Home prices plunging even faster

According to the S&P/Case-Shiller national home price index, the home price decline is still accelerating:
The home price slide accelerated during the first three months of 2009, according to a report issued Tuesday.

The S&P/Case-Shiller National Home Price index, a bellwether of real-estate market direction, plunged a record 19.1% during the quarter compared with the first three months of 2008. That followed an 18.2% drop last quarter. ...

The ugly report was somewhat unexpected, according to Mike Larson, a real estate analyst for Weiss Research.

"The market was anticipating better results," he said. "There had been some signs of increased sales in post-bubble markets."

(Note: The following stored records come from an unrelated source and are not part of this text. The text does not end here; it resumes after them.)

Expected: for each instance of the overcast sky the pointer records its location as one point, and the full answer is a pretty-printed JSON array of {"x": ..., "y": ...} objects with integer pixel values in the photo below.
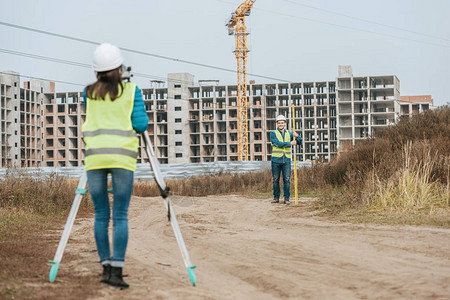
[{"x": 292, "y": 40}]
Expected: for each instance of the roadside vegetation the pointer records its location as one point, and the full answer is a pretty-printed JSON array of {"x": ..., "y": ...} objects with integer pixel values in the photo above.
[
  {"x": 29, "y": 209},
  {"x": 400, "y": 176}
]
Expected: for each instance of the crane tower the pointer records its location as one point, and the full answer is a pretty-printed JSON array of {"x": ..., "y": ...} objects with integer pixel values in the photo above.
[{"x": 236, "y": 26}]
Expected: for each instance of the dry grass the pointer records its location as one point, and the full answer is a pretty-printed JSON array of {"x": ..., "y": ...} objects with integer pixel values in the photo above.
[
  {"x": 210, "y": 185},
  {"x": 29, "y": 207}
]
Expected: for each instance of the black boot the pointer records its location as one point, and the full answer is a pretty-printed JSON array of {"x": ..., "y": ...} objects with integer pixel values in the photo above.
[
  {"x": 116, "y": 279},
  {"x": 106, "y": 274}
]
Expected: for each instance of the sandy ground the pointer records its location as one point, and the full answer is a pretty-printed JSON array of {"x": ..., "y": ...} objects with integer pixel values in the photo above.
[{"x": 251, "y": 249}]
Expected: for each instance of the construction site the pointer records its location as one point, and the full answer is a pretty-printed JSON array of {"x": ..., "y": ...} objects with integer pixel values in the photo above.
[{"x": 191, "y": 122}]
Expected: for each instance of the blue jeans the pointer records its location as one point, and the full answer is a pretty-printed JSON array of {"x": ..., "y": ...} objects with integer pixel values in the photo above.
[
  {"x": 277, "y": 168},
  {"x": 122, "y": 182}
]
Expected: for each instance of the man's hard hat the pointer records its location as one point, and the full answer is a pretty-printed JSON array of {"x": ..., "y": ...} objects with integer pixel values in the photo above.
[
  {"x": 107, "y": 57},
  {"x": 281, "y": 118}
]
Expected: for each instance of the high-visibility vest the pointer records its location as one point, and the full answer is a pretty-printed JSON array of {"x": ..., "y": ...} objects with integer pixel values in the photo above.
[
  {"x": 108, "y": 133},
  {"x": 280, "y": 151}
]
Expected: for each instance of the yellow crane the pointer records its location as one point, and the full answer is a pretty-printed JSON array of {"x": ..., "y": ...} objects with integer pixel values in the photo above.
[{"x": 236, "y": 26}]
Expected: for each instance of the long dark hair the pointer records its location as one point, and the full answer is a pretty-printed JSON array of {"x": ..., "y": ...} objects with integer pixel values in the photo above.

But that sales increase has not translated into higher prices. Bargain hunting — bottom fishing really — for foreclosures and other distressed properties has driven sales volume up while further depressing prices.

The foreclosure sales, which many appraisers used to ignore when they evaluated home prices because they represented outliers rather than typical sales, now have to be accounted for.

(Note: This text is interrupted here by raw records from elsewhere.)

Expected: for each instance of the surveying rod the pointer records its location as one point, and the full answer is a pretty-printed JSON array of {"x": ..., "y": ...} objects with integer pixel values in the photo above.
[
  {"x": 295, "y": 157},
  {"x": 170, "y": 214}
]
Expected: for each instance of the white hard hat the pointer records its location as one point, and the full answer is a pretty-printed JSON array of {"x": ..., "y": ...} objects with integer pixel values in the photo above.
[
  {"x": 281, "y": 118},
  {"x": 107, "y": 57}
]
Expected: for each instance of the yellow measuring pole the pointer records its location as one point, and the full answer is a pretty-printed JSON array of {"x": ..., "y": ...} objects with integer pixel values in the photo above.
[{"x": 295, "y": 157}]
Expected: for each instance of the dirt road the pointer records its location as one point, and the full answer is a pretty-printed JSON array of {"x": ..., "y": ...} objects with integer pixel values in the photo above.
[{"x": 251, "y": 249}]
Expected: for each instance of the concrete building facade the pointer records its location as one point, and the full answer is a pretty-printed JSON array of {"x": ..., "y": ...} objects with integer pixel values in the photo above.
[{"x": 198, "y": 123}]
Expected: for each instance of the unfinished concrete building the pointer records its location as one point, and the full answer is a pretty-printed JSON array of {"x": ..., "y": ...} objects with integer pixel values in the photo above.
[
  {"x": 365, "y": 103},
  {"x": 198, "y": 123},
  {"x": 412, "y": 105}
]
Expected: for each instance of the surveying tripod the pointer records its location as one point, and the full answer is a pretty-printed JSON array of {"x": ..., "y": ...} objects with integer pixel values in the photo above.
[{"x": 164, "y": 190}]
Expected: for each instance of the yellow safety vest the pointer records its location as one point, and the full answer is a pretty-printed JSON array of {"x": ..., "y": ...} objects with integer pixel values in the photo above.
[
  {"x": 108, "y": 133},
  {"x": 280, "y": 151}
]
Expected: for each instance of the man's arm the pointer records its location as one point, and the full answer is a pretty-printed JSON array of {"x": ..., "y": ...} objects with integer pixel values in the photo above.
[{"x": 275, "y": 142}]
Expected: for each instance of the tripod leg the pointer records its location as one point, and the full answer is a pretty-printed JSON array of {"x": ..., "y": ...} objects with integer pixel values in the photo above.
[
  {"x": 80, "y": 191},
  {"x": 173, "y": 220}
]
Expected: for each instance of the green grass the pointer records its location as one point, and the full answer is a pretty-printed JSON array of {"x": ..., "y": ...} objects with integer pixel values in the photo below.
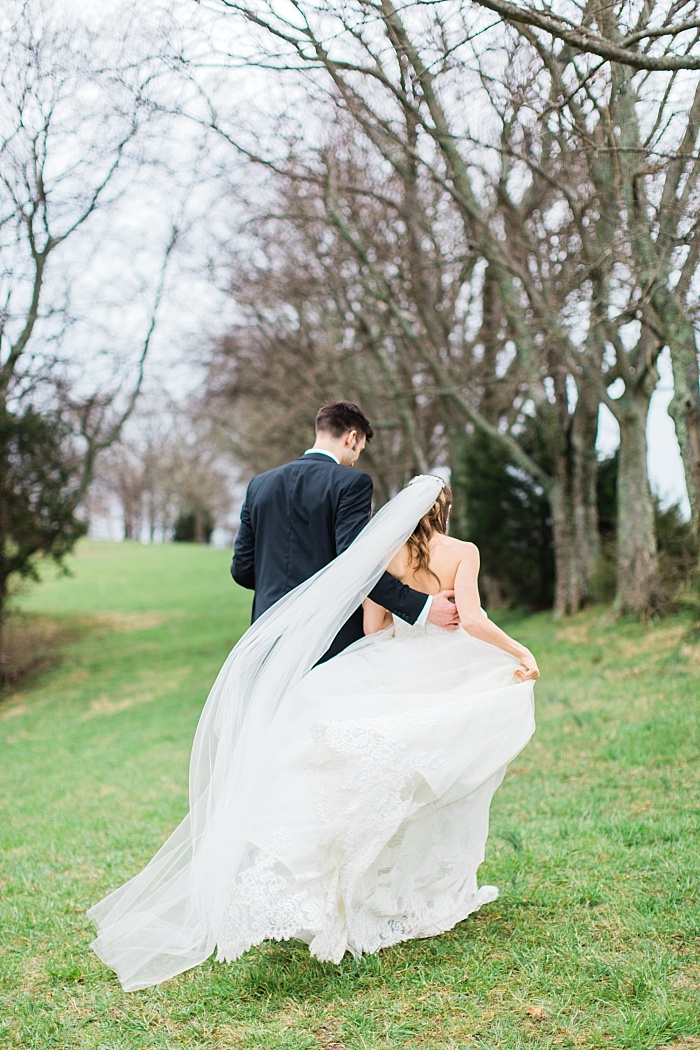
[{"x": 595, "y": 842}]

"These used to be anomalies," said Larson. "Now, when sales are dominated by foreclosures, where they represent 50% or more of [transactions], they are the market."
It is amazing that pundits are expecting that a bottom is right around the corner when price declines are falling at a 19% annual rate. House price declines rarely turn on a dime. In fact, I doubt it has ever happened in recorded history anywhere in the world. You should expect the rate of decline to start slowing at about the half-way point, but right now price declines are still accelerating.

Pundits have been consistently claiming that a bottom was right around the corner ever since late 2005. Go back and check Ben Bernanke's statements. He first claimed the market was about to hit bottom two or three years ago.